- Directed by: P V Krishnan
- Written by: P V Krishnan
- Produced by: P V Raman P V Krishnan
- Starring: Rahul Azad Sameer Rehman Joyita Das
- Cinematography: P V Krishnan
- Edited by: P V Krishnan
- Music by: Vinu Manasu, Di Evantile
- Production company: Emotion Sellers Productions Pvt Ltd
- Release date: 21 December 2012;
- Running time: 95 minutes
- Country: India
- Language: Hindi

= August 2 (film) =

August 2 is an Indian Hindi-language film directed by P V Krishnan. It was claimed to be a true independent mainstream film made within its budget.

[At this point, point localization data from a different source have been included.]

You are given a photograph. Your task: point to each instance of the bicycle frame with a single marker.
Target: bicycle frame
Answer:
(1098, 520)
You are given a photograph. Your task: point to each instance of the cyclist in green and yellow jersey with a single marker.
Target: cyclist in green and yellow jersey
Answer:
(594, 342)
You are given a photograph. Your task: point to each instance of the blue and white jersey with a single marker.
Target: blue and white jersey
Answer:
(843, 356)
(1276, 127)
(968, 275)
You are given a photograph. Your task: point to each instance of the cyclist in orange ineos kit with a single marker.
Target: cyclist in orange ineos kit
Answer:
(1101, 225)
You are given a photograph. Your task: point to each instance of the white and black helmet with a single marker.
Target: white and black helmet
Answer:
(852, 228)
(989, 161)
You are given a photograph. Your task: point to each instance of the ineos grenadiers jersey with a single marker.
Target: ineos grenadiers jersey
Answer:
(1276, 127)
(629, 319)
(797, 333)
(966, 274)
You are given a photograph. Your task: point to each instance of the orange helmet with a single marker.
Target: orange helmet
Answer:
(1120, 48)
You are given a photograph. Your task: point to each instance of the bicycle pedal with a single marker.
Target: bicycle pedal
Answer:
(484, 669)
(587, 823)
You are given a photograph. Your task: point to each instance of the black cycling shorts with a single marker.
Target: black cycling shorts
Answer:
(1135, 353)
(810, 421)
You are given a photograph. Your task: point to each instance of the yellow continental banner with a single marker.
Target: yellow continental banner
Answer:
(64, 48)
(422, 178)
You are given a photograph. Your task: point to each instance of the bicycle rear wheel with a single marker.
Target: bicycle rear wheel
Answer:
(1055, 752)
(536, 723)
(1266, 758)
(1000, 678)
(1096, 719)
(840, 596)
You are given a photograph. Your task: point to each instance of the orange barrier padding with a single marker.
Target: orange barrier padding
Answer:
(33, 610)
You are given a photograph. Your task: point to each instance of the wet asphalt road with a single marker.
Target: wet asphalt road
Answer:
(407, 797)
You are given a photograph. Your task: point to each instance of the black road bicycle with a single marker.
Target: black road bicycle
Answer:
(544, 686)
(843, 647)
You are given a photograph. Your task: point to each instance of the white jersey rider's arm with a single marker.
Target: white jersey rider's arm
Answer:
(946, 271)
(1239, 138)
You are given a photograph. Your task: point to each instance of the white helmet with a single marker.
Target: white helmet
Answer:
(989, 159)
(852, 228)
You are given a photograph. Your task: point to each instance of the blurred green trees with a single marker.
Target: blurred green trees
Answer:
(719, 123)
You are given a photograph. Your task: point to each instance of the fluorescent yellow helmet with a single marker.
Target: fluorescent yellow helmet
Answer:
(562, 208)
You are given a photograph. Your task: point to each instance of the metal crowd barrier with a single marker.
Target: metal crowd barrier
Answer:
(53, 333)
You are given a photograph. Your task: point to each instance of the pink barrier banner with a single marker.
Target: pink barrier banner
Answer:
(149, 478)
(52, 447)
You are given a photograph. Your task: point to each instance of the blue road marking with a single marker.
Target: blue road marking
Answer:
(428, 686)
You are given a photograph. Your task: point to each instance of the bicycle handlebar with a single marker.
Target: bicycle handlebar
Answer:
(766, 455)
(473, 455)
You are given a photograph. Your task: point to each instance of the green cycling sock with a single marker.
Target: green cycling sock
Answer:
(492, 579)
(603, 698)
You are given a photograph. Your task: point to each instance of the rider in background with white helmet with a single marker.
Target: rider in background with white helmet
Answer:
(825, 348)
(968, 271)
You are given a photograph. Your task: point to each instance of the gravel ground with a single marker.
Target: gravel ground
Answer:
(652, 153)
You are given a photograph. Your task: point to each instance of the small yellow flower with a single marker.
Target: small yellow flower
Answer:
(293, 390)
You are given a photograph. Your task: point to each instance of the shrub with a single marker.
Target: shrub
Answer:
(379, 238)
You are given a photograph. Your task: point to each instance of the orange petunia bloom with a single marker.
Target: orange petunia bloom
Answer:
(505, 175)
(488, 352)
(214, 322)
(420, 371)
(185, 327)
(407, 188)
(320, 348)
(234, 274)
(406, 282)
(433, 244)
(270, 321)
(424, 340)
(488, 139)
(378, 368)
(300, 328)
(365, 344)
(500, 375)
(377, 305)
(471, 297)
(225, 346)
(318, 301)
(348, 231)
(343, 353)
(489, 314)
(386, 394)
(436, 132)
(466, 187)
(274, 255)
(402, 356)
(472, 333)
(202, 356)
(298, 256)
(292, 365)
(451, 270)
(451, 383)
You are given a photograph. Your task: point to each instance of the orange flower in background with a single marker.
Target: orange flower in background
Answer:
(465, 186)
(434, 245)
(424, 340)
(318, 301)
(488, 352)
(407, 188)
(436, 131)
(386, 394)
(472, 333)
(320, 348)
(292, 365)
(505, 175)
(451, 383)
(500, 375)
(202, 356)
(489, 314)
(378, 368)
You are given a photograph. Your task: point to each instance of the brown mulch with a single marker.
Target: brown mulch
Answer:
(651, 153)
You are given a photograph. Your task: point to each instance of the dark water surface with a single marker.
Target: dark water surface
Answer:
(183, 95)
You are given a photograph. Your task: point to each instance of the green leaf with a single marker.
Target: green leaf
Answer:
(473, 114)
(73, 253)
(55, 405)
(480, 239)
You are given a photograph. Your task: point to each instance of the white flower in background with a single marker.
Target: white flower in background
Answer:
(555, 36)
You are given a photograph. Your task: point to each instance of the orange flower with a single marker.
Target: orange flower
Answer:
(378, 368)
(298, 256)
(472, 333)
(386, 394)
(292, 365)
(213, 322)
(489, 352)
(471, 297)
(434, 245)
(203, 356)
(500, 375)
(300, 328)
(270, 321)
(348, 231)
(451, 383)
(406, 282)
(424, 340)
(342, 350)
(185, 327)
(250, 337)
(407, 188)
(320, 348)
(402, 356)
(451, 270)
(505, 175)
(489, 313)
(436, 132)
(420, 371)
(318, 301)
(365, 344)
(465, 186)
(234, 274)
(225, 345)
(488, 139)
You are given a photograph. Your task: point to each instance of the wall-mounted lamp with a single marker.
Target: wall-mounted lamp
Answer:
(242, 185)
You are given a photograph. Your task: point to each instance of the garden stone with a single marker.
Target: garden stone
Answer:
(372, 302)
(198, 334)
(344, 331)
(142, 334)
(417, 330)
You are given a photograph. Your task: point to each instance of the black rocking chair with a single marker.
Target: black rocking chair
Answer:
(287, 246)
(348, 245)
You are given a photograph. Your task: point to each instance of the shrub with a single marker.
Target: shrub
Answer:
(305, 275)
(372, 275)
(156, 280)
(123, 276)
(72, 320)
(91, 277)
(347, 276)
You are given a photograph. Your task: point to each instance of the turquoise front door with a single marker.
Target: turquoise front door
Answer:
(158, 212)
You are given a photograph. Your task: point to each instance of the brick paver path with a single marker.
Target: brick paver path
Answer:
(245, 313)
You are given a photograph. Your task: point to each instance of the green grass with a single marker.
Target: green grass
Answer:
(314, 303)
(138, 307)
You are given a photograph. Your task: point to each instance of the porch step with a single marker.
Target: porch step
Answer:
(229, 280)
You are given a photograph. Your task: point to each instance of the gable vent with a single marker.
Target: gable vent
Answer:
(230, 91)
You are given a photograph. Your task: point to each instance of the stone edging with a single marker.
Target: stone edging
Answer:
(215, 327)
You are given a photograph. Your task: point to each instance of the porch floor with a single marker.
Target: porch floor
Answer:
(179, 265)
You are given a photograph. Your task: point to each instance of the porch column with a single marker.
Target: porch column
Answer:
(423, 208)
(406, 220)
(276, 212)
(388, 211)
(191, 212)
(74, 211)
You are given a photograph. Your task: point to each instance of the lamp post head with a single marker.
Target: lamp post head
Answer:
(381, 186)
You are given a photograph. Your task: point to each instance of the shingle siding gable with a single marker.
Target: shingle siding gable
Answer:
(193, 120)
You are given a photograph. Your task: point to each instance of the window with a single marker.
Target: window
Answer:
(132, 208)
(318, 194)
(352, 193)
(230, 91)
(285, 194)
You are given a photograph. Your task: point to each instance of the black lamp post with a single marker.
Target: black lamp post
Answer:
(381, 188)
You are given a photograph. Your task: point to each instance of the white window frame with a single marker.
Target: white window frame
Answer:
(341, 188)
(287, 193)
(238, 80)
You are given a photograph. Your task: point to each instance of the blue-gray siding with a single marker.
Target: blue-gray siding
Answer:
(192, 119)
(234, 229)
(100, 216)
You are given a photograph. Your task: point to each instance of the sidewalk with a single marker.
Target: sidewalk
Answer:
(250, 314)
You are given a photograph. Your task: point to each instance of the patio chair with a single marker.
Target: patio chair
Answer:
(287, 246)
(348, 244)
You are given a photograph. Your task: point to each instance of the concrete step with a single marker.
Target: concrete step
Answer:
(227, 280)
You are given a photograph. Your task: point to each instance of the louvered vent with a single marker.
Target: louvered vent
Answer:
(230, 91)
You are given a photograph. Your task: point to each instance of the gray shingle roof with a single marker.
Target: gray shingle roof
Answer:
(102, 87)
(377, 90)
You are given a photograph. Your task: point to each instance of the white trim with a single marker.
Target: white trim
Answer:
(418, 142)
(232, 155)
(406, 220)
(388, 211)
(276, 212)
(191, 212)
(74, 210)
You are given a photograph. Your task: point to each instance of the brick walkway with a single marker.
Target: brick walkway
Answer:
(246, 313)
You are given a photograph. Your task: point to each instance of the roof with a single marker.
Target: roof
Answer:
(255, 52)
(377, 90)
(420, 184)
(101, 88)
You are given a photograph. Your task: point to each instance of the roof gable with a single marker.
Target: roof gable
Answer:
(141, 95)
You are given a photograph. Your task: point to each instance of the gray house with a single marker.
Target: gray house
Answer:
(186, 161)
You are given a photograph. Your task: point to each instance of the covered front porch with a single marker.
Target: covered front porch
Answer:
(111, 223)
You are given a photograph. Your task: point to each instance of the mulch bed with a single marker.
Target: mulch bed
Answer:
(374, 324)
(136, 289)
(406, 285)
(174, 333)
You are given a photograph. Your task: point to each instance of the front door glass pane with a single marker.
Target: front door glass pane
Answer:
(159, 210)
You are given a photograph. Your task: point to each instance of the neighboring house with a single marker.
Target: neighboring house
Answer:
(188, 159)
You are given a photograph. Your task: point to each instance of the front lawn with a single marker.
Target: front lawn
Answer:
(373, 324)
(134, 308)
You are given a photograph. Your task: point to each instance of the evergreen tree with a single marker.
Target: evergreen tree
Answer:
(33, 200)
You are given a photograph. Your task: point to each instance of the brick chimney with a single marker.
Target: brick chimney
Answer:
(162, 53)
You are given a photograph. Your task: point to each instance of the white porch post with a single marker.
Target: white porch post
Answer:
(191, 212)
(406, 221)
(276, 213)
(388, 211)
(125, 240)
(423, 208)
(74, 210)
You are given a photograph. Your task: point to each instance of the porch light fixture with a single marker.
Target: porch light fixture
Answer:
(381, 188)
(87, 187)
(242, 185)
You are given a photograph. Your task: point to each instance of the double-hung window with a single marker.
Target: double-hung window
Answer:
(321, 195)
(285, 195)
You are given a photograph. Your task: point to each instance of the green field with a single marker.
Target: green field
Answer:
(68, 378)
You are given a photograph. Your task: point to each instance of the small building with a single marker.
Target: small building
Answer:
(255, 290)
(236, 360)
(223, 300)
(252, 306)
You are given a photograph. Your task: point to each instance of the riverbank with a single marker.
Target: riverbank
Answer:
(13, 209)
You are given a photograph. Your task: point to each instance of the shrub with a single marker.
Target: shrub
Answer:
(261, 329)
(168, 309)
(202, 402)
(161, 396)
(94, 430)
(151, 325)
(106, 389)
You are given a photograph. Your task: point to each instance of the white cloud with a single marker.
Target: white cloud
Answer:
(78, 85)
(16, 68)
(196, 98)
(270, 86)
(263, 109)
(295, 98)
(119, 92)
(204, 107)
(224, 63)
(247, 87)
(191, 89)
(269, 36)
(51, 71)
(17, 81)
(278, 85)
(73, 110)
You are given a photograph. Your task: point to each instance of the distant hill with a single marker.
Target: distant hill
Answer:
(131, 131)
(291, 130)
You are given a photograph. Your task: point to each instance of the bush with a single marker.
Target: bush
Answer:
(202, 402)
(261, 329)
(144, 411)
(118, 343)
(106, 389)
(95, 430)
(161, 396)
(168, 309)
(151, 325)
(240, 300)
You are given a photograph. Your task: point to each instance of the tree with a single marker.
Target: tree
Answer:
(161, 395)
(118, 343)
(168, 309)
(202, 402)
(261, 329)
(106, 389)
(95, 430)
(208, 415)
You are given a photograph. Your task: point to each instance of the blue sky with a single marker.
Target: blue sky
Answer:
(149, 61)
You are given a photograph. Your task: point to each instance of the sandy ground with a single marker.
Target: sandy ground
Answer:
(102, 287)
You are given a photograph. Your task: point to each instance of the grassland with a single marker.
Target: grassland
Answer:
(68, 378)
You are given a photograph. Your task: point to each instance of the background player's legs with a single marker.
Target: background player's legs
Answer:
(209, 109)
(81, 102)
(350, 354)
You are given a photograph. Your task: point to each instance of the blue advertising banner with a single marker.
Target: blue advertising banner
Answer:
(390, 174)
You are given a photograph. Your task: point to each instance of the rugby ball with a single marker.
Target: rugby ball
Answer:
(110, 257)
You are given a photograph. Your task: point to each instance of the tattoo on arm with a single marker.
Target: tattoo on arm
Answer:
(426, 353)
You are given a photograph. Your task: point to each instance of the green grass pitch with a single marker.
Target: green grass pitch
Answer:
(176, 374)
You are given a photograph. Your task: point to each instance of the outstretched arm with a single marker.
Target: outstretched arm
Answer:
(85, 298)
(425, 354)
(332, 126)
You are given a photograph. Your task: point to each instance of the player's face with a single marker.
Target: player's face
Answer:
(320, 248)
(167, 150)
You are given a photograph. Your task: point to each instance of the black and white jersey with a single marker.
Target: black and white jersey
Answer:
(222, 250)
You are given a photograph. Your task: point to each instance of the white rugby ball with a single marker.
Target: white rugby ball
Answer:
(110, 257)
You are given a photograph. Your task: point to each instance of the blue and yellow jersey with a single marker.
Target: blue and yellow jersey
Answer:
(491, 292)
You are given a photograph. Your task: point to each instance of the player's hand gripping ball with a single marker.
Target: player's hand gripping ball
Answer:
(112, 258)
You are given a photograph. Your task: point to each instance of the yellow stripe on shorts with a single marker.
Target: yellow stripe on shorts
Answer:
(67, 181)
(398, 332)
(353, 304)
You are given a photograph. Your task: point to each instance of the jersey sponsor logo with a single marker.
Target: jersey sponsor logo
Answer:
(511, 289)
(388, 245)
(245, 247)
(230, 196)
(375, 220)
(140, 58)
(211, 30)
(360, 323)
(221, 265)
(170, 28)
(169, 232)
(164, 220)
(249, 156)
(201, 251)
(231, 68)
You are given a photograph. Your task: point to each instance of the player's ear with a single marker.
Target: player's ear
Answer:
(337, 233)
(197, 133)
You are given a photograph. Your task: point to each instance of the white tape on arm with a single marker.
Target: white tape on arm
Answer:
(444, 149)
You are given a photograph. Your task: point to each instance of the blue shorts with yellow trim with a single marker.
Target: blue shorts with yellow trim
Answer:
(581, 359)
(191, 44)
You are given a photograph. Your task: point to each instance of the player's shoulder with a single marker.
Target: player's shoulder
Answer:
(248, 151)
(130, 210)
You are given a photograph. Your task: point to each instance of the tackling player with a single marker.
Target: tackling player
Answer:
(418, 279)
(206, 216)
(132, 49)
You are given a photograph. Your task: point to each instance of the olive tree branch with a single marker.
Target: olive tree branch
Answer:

Producers of the film claims that the film is made on the micro budget of Rs. 300,000. The film had got selected for the Red Carpet Premier in The Indian Independent Film Festival 2013.

== Plot ==
This story is about three different people who are having their own plans for the day, A character called Naveen who had a recent rift with his girlfriend plans to apologize her to bury the hatred between them and get her back and the other characters Jay and his wife Anvitha who were on their way to a marriage will get in trouble with their car in a midway. It is too late by the time they realize that the day had its own plans for them.

== Cast ==
- Rahul Azad
- Joyita Das
- Sameer Rehman
- Raksha

== Music ==
Background of the film was given by the Kannada music composer VinuManasu and Russian electronic music composer Di Evantile

== Awards ==
It got selected for a Red Carpet Premiere for The Indian Independent Film Festival 2013, Bangalore.